Friday, February 18, 2011

Pilot Projects Process

We recently rolled out Team Foundation Server Work Item Tracking at work to a pilot project. During the discussions we were asked what did we want from pilot project and this made me think about how pilot projects are created and what are the expectations.
To start with there has to always be a business statement or hypothesis. So here for TFS it was
  1. There will be more direct visibility for code change due to various work items related to the project.
  2. We will be eliminating various different tracking systems (Clear quest, SR System, worksheets, Quality Center Defect module, etc) and will save time from having to do duplicate entries.
One of our biggest goal was to consolidate different tracking systems. We had more than 5 tools and each project also had their own little system like worksheet or share point issues log. We wanted to make sure our tool would fit all these needs.

We then put a plan together for this project to make sure we had a time line and also set expectations for the pilot team.
  1. Project X will start using this for TFS work item to track bugs, change requests and tasks.
  2. The pilot will last 4 weeks after which a decision will be made on the roll out process for other projects within the organization.
  3. Support will be provided during these 4 weeks for questions regarding process, tool, and technology.
  4. Feedback will be gathered via emails, surveys and interviews.

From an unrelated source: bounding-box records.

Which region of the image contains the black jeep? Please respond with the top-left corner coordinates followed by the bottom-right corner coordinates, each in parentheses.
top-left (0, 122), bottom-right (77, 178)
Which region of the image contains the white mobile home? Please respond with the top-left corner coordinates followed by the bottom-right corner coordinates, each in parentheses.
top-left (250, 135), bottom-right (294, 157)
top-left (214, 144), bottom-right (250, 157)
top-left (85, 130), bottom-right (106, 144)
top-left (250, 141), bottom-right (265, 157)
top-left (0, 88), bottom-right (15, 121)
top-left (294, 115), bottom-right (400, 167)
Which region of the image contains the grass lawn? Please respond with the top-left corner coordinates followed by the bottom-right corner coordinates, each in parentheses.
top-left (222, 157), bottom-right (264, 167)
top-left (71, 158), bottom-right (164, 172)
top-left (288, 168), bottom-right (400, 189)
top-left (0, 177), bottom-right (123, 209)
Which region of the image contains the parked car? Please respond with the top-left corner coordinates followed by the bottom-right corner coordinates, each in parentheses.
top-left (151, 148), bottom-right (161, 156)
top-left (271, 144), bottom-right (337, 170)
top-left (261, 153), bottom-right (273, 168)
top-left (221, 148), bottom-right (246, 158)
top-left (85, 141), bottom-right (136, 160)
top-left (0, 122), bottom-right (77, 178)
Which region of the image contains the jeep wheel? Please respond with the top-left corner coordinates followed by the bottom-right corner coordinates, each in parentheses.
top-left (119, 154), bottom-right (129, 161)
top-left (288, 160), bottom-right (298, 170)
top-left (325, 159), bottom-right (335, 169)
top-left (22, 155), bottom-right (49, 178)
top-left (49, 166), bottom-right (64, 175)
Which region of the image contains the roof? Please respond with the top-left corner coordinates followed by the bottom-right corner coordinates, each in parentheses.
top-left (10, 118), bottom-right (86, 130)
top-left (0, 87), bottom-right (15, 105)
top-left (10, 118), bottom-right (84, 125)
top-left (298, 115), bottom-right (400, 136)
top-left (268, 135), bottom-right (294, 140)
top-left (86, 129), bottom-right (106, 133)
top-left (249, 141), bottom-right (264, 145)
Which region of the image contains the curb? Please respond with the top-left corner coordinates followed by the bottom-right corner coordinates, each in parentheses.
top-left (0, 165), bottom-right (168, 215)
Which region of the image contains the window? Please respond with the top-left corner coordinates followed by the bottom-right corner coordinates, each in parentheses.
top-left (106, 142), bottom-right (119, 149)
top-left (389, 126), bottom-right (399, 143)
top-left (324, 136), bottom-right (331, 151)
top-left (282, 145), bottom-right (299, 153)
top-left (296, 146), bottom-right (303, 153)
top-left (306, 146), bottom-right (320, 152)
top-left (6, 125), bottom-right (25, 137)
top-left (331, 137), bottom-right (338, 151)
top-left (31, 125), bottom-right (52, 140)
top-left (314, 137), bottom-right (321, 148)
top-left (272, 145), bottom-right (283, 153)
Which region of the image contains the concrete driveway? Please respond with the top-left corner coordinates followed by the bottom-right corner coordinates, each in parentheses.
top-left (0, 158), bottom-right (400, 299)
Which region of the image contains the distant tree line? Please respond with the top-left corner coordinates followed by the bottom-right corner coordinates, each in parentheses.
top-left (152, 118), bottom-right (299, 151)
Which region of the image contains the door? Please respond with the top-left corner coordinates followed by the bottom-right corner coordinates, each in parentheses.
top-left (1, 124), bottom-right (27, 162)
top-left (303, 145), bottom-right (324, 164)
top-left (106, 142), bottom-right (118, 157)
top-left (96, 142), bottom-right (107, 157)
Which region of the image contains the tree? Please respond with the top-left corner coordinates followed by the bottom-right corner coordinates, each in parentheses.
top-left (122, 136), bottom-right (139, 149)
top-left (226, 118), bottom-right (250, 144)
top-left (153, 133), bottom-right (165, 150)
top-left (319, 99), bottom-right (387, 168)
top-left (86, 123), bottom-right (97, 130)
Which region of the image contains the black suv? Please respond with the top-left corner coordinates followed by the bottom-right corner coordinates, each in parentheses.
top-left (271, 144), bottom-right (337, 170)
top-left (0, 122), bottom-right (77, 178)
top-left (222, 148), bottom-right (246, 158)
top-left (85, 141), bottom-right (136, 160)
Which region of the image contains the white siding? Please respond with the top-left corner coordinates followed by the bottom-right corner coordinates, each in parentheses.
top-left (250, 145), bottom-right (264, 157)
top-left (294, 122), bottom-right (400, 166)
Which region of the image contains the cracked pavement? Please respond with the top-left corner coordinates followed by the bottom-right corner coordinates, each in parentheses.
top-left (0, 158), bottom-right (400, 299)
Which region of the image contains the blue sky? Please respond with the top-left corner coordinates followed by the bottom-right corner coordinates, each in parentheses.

We then had to tell the team on how the feedback will be gathered.
Feedback will be gathered during these 4 weeks around the following areas
  1. Training
  2. User guide and documentation
  3. Use of tool
  4. Technical adaptability
  5. Advantages and disadvantages
  6. Gaps in process within the tool
 Our final section for the plan was capturing and reporting findings.
  1. We will validate our hypothesis and present our reports to management
  2. The data gathered during the pilot will be presented at the end of 4 weeks with our findings
  3. If changes are proposed to workflow or tool, they will be presented to the steering committee to get approval for appropriate changes.
 So now we are busy gathering the feedback and data for reporting on our pilot project status.

Thursday, February 3, 2011

Updates and TFS WIT - Pilot Project

My projects at work have been keeping me away from blogging. This project that I was helping with during the month of Jan is finally wrapped up and I have caught up with my other project work that were on the back burner.
The thing that I am most excited about right now is the implementation and roll out of TFS Visual Studio Work Item Tracking (WIT). Yes we are going to pilot our new tracking system. Our goal with TFS is that it will eventually be a one stop show for all our software development activities (code, builds, work items, requirements, test cases).
Right now we are only moving our work item tracking (defects and change requests) to this system. We already have our code in TFS. Eventually we will be using it for requirements and test management. We are not there yet but moving WIT is like being one step closer.

This project is special to me because this has a lot of "firsts" for me. My first project
  1. I am leading the documentation process. I have a great team who is helping me put all the pieces together.
  2. We are doing a pilot for a process roll out. I will get a chance to learn pilot project processes including but not limited to gathering feedback, training and supporting users, gathering metrics, etc.
  3. I will be training teams outside of our core business unit. Its a great opportunity for me to learn about our other business units and their current/future processes.
I cant wait for the first pilot project to kick off. I will be back with more on pilot project implementation and process.